I grew up on a farm, am addicted to regency romance, and live in a city full of hipsters. So, I’m reading Cranford by Elizabeth Gaskell, and there’s this scene where the ladies of Cranford dress a prized milk cow in flannel and the wry narrator asks, “Do you ever see cows in gray flannel in London?” I had this flash of a hipster cow and it was such a humorous marriage of my worlds that I knew I had to make it a print. That was over a year ago—having a baby sure slowed things down—but I am pleased to present the final print available for purchase on Etsy.

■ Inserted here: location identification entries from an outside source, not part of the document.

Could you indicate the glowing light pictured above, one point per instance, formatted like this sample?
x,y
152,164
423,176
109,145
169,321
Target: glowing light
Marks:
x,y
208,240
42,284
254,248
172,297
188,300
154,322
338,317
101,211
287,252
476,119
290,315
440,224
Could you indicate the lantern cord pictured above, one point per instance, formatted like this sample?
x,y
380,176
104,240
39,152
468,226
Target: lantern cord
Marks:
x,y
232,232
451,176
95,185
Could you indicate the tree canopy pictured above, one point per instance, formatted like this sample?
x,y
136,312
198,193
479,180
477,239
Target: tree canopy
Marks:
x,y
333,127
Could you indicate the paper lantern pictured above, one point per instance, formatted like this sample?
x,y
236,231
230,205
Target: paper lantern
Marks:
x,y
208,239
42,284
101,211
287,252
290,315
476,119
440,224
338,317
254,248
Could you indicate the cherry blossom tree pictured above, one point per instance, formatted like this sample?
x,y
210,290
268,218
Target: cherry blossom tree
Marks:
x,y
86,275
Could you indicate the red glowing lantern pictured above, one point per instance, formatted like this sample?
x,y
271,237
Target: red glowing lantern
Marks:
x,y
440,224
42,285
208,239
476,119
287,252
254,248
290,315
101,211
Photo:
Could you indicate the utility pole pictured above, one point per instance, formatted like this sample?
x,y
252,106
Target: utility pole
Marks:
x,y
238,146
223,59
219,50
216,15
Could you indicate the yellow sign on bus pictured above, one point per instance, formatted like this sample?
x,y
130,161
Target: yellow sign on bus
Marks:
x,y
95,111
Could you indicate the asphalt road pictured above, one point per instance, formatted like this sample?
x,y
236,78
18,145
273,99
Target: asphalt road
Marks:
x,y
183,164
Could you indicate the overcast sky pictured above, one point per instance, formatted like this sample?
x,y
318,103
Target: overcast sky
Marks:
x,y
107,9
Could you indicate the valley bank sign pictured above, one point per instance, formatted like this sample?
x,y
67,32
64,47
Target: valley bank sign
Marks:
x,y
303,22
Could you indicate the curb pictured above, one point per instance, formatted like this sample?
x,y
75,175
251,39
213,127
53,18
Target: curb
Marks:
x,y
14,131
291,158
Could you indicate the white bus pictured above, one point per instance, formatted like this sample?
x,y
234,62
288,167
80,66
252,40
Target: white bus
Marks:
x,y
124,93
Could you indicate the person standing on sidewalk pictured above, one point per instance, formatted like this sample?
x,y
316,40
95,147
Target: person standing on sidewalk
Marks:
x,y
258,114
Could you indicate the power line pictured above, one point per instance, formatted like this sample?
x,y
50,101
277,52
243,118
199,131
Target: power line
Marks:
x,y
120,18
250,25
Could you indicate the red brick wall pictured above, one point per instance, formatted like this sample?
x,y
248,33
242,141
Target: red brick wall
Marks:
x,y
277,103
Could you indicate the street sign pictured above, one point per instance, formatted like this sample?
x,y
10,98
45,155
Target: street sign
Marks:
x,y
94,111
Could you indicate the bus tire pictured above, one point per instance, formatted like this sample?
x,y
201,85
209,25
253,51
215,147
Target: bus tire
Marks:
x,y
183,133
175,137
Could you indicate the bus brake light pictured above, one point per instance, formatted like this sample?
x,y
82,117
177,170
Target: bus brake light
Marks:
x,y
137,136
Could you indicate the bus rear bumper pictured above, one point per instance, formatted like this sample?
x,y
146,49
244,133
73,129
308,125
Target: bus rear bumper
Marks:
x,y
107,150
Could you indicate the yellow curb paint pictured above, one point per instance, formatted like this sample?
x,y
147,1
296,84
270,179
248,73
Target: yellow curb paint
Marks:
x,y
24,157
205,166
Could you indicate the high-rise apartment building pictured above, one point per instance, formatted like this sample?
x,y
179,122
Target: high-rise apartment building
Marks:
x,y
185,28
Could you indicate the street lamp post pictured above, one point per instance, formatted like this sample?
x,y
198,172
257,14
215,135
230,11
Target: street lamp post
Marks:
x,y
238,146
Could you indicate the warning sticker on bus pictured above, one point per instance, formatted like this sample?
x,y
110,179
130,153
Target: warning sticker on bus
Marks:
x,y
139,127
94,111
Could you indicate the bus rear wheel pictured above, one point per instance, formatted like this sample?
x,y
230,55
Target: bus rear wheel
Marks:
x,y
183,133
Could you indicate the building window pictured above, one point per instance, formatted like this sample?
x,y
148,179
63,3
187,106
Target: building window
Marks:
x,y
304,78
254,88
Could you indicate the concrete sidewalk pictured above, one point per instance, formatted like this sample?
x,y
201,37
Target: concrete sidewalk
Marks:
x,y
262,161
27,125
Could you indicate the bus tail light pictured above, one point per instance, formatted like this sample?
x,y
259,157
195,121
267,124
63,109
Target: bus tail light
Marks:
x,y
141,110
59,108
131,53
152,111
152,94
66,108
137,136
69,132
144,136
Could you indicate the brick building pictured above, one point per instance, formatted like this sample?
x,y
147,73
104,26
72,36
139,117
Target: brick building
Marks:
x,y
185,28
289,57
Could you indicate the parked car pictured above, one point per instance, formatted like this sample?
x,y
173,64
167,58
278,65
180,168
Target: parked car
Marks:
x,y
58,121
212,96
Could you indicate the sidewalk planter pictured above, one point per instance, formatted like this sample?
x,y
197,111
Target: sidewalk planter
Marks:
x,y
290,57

The print is a limited edition of 105; being a reduction, I couldn’t reprint if I wanted to. For those of you who heard reduction and went, “Say what?” a reduction is where you carve your printing block, print a color, carve more of the block, and overprint the second color. This is only a two-color print, but I’ve seen reduction prints with 17 colors! Some printers call reduction printing print suicide because the process destroys your printing block and you can’t recover from mishaps. For example, I actually printed 120 posters, but only 105 were up to my standards as far as ink coverage and registration. If the posters that made it get damaged somehow, I’m screwed out of a lot of work. A LOT OF WORK.
It makes me a bit nervous, but I’ve learned something from my Relics collection—an open edition is a ball and chain. People keep buying the prints, so I keep reprinting the prints, and it keeps me from the projects I’d like to pursue next. The collection is a great money maker, but I’m done; I want to move on. I’ve been tempted on more than one occasion to destroy the blocks so I can’t reprint, but then I think of how those prints fund all my other projects and I stay my hand.